I unbutton my overcoat. Behind me, the air tenses around Rufus like lightning ready to strike ground. Slowly, the coat to slips from my shoulders down my back.

He sucks in a wheezing breath.

Yes, look at me. Want me.

I wear a black, sleeveless dress. My neck is bare. My arms and back are bare. My legs are bare but for black suede boots which hug my legs to the knee. I don’t have to look to know he’s devouring me; his gaze heats my skin like a spotlight.

Silence builds. I cross to the fire, stare at the languid flames. Warmth heats my face, arms, and neck.

“Take off those ridiculous boots,” he demands. “I want to see your legs.”

I break out in a laugh. “Really?” I face him.

The violin weeps in high strains. Frank’s voice pleads. Rufus weighs my words and performance. Even in his infirm body, I sense urgency to leap out of his skin and rush to me. “And take down your hair.”

Timing.
I clasp my hands and remain where I am. His fingers claw into the wing chair. He tries to step forward but can’t let go of the support. Rage causes his body to quake.“Look at me, Grace! This is what I became for you!”

Ready to leave him in his misery, I lay my overcoat over my arm, signaling I’m done—an old cue he taught me. His body breaks into convulsive shakes. With nothing to hold onto, he wobbles. His eyes search mine, desperate for me to come to his aid.
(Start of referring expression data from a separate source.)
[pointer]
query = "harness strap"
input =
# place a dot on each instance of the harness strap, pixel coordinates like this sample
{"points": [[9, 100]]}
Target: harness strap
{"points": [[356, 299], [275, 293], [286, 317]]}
Power courses through my veins. All these years I’ve avoided this? Brenden is right—what can Rufus do but condemn himself as a deformed, delusional recluse?

Sinatra’s melancholy song drenches the moment with irony. I step closer to Rufus until his wheezing breath hitches. The closest we’ve been to each other since the night of that fire. His eyes light with a want so fierce and real, it nearly chafes my nerve.

“I came to show you that I’m no longer your doll.”I slip my hand into the pocket of my coat and pull out the vial. His eyes widen.

“The antidote?” he whispers. “You’ve had it all this time?”

I rip out the cork and toss the contents of the vial down my throat. The liquid is flavorless.

Rufus gasps. “Grace, no!” He lunges for me, coming to life like a hungry panther. “You can’t!” I dart behind the giant wing chair. My heart pounds.